Irokesen für das Empire
Wu Mings neuer Roman »Manituana« entzaubert den Mythos des amerikanischen Unabhängigkeitskriegs
Das italienische Autorenkollektiv Wu Ming, das früher unter dem Namen »Luther Blissett« agierte, schreibt in historischen Romanen kollektive Geschichte von unten und bürstet gängige Geschichtsbilder gegen den Strich. Im neuen Roman »Manituana« wird der Mythos des amerikanischen Unabhängigkeitskriegs gegen die koloniale Unterdrückung durch das britische Empire entzaubert.
Erzählt wird hier aus der Sicht der Irokesen, die mit den Engländern verbündet waren und im Gebiet zwischen New York und Pennsylvania lebten. Die Unabhängigkeitskämpfer vertrieben sie mit mörderischer Brutalität in Richtung Kanada. »Ihr dürft den Stimmen, die Friedensangebote machen wollen, bis zur vollständigen Zerstörung aller Dörfer kein Gehör schenken«, lautet 1779 der schriftliche Befehl von George Washington an die US-Armee, die drei Jahre nach der Unabhängigkeit eine Offensive gegen die »Six Nations« der Irokesen begann. Die »zukünftige Sicherheit« hänge ab »von ihrer Unfähigkeit, uns zu schädigen, und vom Terror, den die Entschiedenheit unserer Strafexpedition in ihre Gehirne pflanzt«.

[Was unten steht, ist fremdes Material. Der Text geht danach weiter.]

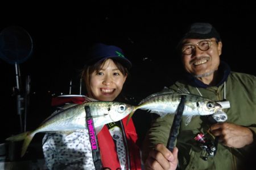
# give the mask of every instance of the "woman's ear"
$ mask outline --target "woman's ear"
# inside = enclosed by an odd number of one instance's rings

Im Zentrum von »Manituana« steht die historische Figur des irokesischen Kriegshäuptlings Joseph Brant, der von seinen Eltern den Namen Thayendanegea bekommen hatte. Anfänglich als Übersetzer für anglikanische Missionare tätig, übertrug er einen Katechismus und Psalme in die Mohawk-Sprache der Irokesen, wurde zum Schwager des britischen Indianerkommissars und reiste sogar nach London, wo er König George III. traf und Mitglied einer Freimaurerloge wurde.
Brant führte die Irokesen in den Krieg gegen die für die Unabhängigkeit vom Empire kämpfenden Siedler, mit denen es auch schon vorher immer wieder Konflikte gegeben hatte, weil sie die Verträge missachteten, die die Indianer für ihr Territorium mit den Briten abgeschlossen hatten. Für die Irokesen war die Parteinahme für den englischen König ein Kampf um die Unversehrtheit ihres Landes.
Die Irokesen wohnen in Häusern und nicht in Zelten, treiben Handel und leben friedlich mit ihren Nachbarn, vor allem Iren und Schotten, im sogenannten Irokirland zusammen. Die königstreuen Kolonisatoren wiederum leben in der Wildnis und ziehen mit indianischer Kriegsbemalung in die Schlacht.
Einer der engsten Vertrauten Brants ist ein irokesischer Krieger, eigentlich ein Franzose, der als Kind in kolonialen Kriegswirren von den Indianern adoptiert wurde, im Wald lebt, Voltaire liest und zum Tomahawk schwingenden Helden der Irokesen avanciert.
Wu Ming entwickelt in »Manituana« ein faszinierendes sozialhistorisches Panorama, das von den Wäldern Nordamerikas bis in die Spelunken von London reicht. Brants Reise über den Atlantik ist Teil dieser epischen Erzählung, in der ebenso über Adam Smith diskutiert wird wie in großen Zusammenkünften indigener Gruppen über die Teilnahme am kolonialen Krieg.
Die Indianer hier sind keine durchweg positiven Helden. »Manituana« ist eine literarische Dekonstruktion der Figur des »edlen Wilden«, wie sie in John Fenimore Cooper in »Der letzte Mohikaner« (1826) entworfen hat. Nun gibt Wu Ming endlich jenen Akteuren der indigenen Stämme eine Stimme, die in den US-amerikanischen Geschichtsbüchern meist noch rassistisch als grausam und wild diffamiert werden.
Wu Ming: Manituana. Aus dem Italienischen von Klaus-Peter Arnold, Assoziation A, 512 S., br., 19,80 €.